The SP 4171 is rated to handle the train, the Chief had a sneaking suspicion that he should have 'helped it' with another engine.  It turns out that the cause of the stalling was that one of the cars is a track cleaning car, which should rate at about three standard car tonnages, not one, which put the train over tonnage.  This drama wasn't planned, but it makes a great story to tell.  And sometimes those are the best kinds!

Related Articles

Busy Times at Bakersfield (Part 1)

Busy Times at Bakersfield (Part 2)

A Trip Over Tehachapi on the SCX-BI



  2. Jason, this is a great example of why Greg says we don't need "situation cards" to create realistic complications in our operating sessions. We already have real situations that crop up at unforseen moments. BTW, I don't think there were any operating rules (or Special Instructions) violated when the 3765 tied onto the point of No. 56.

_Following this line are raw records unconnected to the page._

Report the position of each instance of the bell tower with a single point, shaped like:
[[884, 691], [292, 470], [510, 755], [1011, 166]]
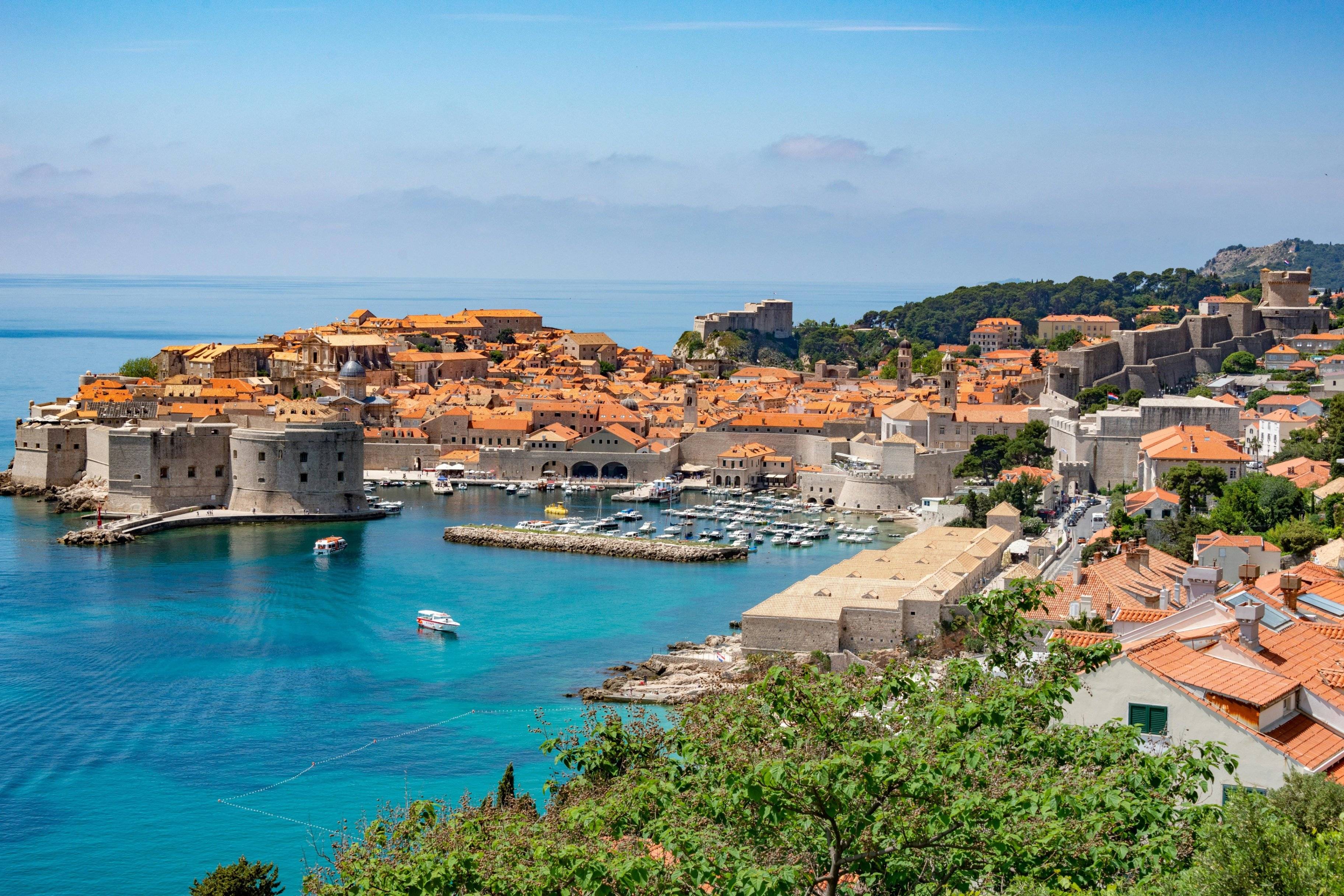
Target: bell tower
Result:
[[948, 383]]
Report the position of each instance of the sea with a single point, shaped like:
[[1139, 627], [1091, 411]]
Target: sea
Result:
[[211, 694]]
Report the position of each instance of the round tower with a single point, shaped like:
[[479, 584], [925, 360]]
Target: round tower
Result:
[[948, 383]]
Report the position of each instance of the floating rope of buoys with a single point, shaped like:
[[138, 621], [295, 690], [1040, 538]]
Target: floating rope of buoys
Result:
[[232, 801]]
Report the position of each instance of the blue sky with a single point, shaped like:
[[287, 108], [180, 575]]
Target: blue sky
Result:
[[785, 141]]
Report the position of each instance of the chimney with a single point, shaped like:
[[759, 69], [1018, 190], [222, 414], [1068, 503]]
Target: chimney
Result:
[[1291, 585], [1248, 617]]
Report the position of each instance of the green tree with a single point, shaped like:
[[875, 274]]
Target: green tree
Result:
[[1312, 802], [1095, 398], [240, 879], [140, 369], [1064, 342], [984, 458], [909, 782], [1194, 483], [1298, 537], [1254, 398], [1030, 446], [1240, 365]]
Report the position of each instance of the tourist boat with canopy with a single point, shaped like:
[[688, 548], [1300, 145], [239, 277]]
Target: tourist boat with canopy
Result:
[[436, 621]]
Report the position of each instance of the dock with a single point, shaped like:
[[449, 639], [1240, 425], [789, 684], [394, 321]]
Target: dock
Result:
[[593, 545]]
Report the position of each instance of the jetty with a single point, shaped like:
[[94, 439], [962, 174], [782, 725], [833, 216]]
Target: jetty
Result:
[[596, 545]]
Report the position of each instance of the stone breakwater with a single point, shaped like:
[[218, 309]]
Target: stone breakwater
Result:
[[596, 545], [686, 672]]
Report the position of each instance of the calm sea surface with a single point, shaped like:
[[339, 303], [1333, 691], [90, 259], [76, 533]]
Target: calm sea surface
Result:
[[143, 684]]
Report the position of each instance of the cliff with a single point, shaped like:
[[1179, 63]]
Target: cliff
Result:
[[1241, 264]]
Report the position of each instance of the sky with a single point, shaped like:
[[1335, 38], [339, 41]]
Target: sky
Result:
[[785, 141]]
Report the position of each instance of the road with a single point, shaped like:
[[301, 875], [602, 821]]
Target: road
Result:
[[1085, 530]]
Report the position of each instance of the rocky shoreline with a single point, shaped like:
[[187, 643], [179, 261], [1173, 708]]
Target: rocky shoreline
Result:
[[686, 672], [634, 549]]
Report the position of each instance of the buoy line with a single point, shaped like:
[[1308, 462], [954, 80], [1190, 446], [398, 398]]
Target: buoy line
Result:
[[232, 801]]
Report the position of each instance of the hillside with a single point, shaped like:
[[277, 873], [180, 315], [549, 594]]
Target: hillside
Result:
[[1241, 264], [949, 317]]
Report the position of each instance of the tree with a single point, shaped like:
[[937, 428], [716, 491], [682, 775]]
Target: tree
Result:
[[1254, 398], [1240, 365], [140, 369], [984, 458], [1194, 483], [1030, 446], [1064, 342], [897, 784], [1095, 398], [1298, 537], [240, 879], [1312, 802]]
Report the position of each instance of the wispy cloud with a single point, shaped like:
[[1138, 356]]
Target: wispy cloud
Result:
[[818, 148], [795, 26], [43, 172]]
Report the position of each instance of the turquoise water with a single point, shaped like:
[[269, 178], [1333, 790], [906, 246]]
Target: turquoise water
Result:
[[141, 684]]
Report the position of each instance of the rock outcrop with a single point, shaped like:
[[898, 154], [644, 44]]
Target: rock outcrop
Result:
[[596, 545], [95, 538], [84, 496], [682, 675]]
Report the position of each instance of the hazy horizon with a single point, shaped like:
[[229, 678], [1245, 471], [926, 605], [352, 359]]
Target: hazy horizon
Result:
[[832, 143]]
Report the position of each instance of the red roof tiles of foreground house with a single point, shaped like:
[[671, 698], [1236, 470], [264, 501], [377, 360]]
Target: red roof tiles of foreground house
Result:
[[1171, 659]]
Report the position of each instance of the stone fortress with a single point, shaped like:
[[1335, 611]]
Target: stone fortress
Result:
[[773, 316], [1163, 356], [154, 467]]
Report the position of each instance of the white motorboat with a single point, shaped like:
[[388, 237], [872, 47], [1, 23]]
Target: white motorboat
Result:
[[436, 621], [331, 545]]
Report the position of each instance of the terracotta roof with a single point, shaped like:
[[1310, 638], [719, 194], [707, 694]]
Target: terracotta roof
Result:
[[1171, 659]]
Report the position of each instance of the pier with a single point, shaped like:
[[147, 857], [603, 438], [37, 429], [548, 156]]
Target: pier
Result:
[[595, 545]]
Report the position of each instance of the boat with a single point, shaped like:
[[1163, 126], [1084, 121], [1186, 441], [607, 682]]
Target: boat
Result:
[[436, 621], [331, 545]]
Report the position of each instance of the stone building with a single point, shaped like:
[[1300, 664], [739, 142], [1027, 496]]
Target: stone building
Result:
[[49, 454], [1285, 304], [878, 600], [299, 468], [773, 316]]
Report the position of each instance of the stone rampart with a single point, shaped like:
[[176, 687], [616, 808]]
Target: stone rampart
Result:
[[592, 545]]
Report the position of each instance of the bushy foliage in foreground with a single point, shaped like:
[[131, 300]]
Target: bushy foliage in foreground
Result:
[[928, 778]]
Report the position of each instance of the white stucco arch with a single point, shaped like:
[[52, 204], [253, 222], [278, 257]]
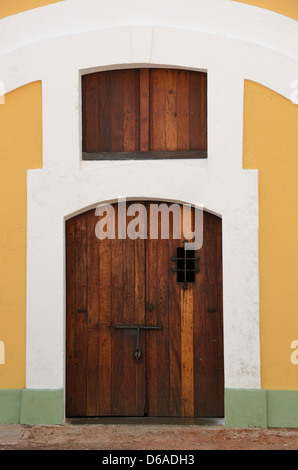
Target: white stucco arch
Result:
[[76, 37]]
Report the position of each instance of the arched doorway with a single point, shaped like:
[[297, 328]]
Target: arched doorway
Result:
[[144, 315]]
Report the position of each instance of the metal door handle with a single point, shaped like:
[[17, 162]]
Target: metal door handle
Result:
[[138, 353]]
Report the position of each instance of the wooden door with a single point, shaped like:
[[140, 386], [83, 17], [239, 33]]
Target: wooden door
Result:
[[116, 284]]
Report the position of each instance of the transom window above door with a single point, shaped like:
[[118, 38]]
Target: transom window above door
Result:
[[136, 114]]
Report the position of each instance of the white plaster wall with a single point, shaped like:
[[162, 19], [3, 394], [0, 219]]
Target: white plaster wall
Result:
[[58, 43]]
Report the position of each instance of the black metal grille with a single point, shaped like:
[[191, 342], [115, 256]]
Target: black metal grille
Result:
[[185, 266]]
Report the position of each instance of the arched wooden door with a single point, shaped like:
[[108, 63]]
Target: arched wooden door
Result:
[[143, 329]]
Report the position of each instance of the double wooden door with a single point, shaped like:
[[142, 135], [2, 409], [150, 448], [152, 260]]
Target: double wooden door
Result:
[[144, 322]]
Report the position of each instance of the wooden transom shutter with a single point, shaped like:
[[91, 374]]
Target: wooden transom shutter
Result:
[[144, 114]]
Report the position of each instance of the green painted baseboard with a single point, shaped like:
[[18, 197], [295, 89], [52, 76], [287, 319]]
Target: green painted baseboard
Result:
[[244, 408], [261, 408], [31, 407]]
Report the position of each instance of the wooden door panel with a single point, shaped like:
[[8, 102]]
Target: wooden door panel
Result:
[[144, 110], [112, 282]]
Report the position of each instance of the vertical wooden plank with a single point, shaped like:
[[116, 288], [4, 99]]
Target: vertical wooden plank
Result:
[[140, 318], [144, 111], [187, 351], [171, 138], [116, 92], [220, 351], [198, 111], [157, 110], [117, 318], [93, 317], [183, 110], [174, 329], [129, 405], [187, 320], [90, 112], [104, 112], [70, 318], [81, 316], [130, 108], [158, 340], [105, 327], [200, 353], [152, 345], [162, 337]]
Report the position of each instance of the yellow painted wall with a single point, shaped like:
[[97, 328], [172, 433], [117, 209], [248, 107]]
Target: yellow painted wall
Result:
[[271, 145], [284, 7], [11, 7], [20, 149]]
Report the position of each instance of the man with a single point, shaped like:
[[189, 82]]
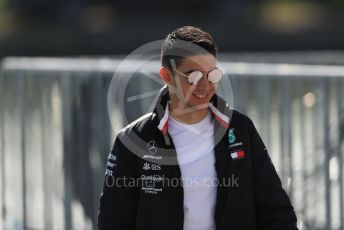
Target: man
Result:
[[192, 137]]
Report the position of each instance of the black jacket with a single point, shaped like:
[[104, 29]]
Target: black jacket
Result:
[[142, 188]]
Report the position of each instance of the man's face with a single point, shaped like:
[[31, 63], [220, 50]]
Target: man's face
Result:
[[194, 96]]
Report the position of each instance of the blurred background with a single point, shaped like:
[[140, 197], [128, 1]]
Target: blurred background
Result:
[[284, 59]]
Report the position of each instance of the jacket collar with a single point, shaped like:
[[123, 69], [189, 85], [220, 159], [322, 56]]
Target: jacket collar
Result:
[[218, 107]]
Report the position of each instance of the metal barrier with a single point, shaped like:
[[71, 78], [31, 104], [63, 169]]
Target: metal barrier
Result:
[[55, 135]]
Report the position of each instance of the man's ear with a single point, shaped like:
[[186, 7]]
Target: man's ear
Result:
[[166, 75]]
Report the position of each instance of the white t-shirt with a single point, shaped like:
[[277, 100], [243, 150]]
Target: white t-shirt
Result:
[[196, 157]]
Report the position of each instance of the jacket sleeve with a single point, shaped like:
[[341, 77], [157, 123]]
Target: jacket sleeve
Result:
[[118, 202], [273, 207]]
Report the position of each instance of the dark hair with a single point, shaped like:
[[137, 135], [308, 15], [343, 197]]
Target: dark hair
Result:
[[171, 49]]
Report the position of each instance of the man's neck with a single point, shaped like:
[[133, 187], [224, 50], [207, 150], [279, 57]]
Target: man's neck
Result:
[[188, 115]]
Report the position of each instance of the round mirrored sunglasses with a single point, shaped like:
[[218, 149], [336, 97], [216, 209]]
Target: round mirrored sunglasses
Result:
[[214, 76]]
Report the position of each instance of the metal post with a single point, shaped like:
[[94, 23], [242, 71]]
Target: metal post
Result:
[[2, 151], [327, 153], [67, 147], [45, 118], [304, 192], [21, 92], [339, 96], [289, 114]]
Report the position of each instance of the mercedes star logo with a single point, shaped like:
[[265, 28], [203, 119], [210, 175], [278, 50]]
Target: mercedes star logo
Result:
[[152, 147]]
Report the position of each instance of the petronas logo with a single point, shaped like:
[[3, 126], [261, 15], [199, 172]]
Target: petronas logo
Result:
[[231, 136]]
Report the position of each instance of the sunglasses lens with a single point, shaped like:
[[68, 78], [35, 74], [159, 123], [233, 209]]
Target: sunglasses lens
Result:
[[194, 77], [215, 75]]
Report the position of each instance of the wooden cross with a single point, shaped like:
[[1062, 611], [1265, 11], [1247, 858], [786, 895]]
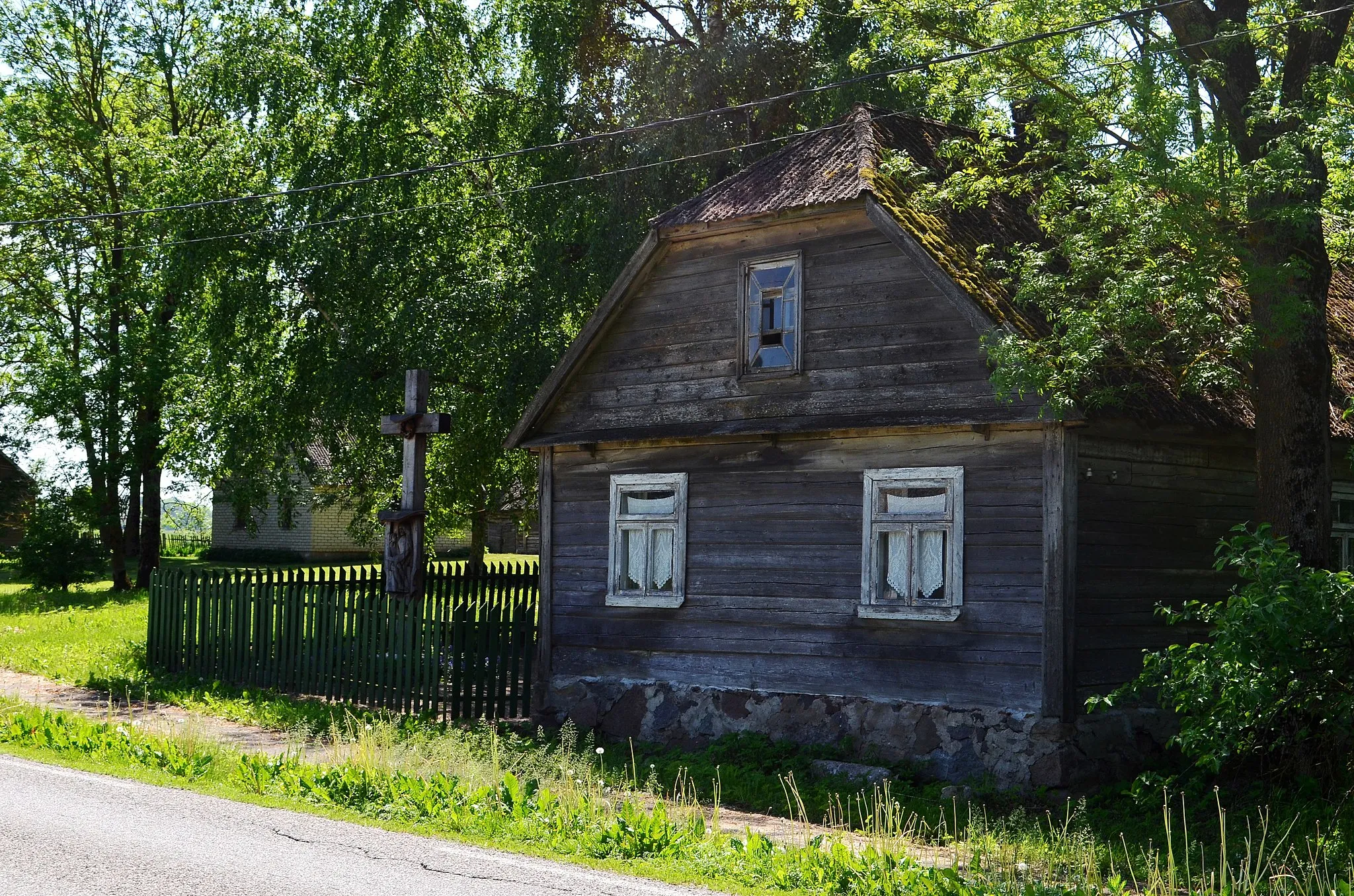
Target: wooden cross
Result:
[[405, 559]]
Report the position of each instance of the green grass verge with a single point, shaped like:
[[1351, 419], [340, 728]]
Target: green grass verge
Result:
[[90, 636], [586, 823]]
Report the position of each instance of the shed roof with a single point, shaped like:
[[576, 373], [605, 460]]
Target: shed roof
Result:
[[841, 164], [10, 470]]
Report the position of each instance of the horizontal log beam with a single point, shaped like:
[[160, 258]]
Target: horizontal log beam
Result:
[[409, 426]]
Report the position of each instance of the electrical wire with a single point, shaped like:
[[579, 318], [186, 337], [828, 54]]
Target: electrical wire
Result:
[[465, 201], [623, 131]]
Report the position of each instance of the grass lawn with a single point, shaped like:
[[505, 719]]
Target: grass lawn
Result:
[[91, 636]]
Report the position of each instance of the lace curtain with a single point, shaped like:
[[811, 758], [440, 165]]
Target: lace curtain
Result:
[[896, 574], [662, 568], [634, 558], [931, 562]]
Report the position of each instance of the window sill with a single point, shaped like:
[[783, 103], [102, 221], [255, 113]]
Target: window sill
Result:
[[920, 613], [665, 601], [770, 373]]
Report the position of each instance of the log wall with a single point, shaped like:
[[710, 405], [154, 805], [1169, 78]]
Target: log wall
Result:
[[774, 547]]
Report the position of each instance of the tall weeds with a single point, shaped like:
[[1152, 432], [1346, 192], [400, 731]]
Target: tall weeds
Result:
[[484, 782]]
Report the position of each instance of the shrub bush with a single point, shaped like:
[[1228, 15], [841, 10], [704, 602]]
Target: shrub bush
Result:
[[1272, 689], [54, 551]]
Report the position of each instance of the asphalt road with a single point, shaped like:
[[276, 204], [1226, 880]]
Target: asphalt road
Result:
[[65, 831]]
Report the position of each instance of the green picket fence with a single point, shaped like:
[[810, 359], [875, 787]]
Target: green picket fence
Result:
[[461, 652]]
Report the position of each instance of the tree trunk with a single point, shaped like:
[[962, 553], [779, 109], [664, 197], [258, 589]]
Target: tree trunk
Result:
[[149, 525], [1289, 275], [478, 538], [132, 533]]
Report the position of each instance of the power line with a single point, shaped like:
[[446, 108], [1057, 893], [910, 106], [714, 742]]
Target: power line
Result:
[[637, 129], [623, 131], [465, 201]]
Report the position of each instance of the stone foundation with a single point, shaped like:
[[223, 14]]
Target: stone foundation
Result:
[[1016, 749]]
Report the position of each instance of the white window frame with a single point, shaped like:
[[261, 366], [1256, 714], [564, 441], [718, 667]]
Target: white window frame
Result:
[[1343, 533], [616, 521], [873, 523], [797, 360]]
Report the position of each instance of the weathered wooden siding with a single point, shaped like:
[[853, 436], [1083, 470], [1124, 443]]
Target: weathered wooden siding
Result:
[[1152, 509], [774, 572], [881, 346]]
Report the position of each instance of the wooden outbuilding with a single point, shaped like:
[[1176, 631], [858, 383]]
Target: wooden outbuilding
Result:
[[780, 494], [18, 492]]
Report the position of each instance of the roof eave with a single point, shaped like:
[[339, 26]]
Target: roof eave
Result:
[[645, 258]]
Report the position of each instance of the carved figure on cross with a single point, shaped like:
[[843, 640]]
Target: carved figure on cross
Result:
[[405, 556]]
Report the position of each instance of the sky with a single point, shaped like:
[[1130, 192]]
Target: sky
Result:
[[50, 459]]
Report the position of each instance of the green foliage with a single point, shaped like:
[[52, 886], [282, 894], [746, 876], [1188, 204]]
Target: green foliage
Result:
[[1169, 172], [569, 823], [56, 550], [76, 737], [1271, 685]]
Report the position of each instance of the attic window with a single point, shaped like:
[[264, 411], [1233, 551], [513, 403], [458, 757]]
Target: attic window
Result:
[[913, 547], [771, 298], [647, 546], [1342, 527]]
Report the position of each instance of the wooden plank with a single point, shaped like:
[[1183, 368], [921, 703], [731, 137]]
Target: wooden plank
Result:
[[646, 256], [541, 661], [1059, 572]]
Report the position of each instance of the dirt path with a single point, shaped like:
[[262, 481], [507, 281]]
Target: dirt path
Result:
[[161, 718]]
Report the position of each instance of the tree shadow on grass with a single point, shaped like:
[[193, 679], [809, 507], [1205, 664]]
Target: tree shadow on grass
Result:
[[20, 597]]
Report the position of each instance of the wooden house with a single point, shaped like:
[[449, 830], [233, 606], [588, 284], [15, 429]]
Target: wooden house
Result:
[[779, 493], [18, 492]]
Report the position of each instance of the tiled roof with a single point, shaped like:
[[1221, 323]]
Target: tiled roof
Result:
[[842, 163]]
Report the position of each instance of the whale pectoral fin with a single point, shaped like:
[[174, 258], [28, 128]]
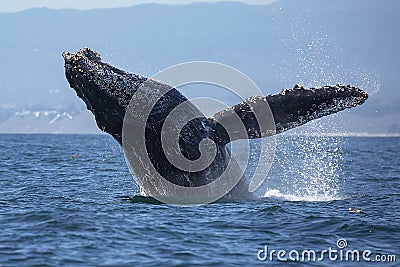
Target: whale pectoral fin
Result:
[[250, 119], [261, 116]]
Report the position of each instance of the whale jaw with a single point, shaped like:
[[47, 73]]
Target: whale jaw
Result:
[[105, 89]]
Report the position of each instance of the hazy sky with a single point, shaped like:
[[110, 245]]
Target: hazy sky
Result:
[[18, 5]]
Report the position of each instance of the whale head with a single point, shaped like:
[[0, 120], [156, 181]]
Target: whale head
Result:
[[105, 89], [294, 107]]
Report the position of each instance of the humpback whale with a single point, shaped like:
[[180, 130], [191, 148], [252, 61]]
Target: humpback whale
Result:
[[108, 91]]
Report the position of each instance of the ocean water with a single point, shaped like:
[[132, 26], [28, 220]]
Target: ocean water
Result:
[[70, 200]]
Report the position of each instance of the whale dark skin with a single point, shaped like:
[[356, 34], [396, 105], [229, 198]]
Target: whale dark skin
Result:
[[107, 92]]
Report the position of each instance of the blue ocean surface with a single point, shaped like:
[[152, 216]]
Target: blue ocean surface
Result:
[[69, 200]]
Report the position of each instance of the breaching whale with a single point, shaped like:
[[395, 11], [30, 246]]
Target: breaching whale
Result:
[[107, 92]]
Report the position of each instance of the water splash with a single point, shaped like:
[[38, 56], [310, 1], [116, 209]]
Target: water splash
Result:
[[308, 165], [312, 58]]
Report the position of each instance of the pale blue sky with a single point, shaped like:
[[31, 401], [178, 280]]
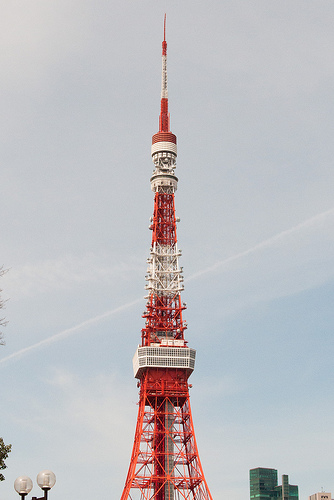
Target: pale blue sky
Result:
[[251, 102]]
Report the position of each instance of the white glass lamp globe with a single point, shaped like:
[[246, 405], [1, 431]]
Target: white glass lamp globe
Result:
[[23, 485], [46, 479]]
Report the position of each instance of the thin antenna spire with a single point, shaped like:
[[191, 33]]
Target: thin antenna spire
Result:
[[164, 115], [165, 28]]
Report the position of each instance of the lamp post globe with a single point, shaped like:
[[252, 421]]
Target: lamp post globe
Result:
[[23, 485], [46, 479]]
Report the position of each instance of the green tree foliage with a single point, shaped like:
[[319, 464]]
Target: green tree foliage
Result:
[[4, 450]]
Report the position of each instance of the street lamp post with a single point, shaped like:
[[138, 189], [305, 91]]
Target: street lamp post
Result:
[[45, 480]]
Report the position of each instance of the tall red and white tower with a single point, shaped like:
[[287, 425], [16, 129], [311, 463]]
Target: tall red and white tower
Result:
[[165, 464]]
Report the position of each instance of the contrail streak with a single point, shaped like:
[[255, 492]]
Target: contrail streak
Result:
[[66, 333], [263, 244]]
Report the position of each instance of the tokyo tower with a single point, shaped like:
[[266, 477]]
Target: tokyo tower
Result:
[[164, 464]]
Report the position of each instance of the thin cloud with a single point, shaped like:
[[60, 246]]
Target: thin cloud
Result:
[[66, 333], [313, 221], [316, 220]]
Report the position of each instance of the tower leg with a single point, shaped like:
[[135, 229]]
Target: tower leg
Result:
[[165, 464]]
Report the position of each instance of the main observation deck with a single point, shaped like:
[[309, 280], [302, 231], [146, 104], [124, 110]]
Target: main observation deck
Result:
[[168, 354]]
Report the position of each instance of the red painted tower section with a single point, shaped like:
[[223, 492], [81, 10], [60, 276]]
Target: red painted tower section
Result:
[[165, 464]]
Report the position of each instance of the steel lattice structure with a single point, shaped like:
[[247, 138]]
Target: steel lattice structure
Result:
[[165, 463]]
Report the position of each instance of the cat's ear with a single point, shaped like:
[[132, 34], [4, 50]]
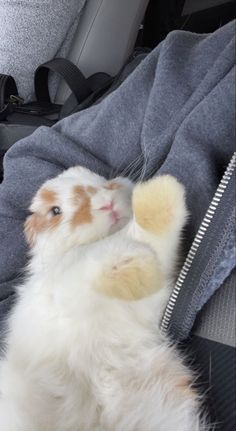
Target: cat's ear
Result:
[[32, 226]]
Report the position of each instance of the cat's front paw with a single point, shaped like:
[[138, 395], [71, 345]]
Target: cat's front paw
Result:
[[159, 204]]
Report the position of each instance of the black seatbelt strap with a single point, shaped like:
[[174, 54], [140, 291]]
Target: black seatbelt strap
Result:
[[9, 97], [75, 80]]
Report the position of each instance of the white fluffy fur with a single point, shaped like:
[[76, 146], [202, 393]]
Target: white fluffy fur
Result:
[[77, 360]]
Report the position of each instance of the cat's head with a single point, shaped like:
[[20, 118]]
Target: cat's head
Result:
[[78, 207]]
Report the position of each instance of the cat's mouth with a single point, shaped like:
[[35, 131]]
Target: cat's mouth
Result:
[[115, 217]]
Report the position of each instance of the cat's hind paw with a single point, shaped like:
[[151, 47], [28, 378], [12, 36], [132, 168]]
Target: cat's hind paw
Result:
[[159, 204]]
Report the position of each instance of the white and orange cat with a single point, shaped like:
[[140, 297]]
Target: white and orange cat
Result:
[[84, 351]]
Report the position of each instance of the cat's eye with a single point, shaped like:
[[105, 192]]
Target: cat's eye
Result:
[[55, 211]]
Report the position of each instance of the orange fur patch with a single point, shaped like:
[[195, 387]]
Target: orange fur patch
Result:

    1. I don't have my ETT in front of me now, but generally the phrasing along the lines of, "Not more than two AC-type engines on the front of trains..." covers not having three engines, one being a 2-10-2, another being the AC, and another large engine, is equivalent to more than two AC's worth of TE. Up to three ACs are allowed in light engine moves. So while, yes, in general the train doesn't be so heavy that we needed two AC's. The 3765 is there as a 'extra engine' to get to the VME which is needing the rescuing. So it's a weird hybrid of passenger train and a 'light engine' move. So the other 'out' is that this was obviously a non-normal event, and is more or less covered in the 'emergency' and the Chief Dispatcher and the trick Dispatcher are basically ordering the combination movement and accepting the responsibility if there's a problem. - Jason Hill
      PS please sign your posts now that Google/blogspot don't record the ID's of posters.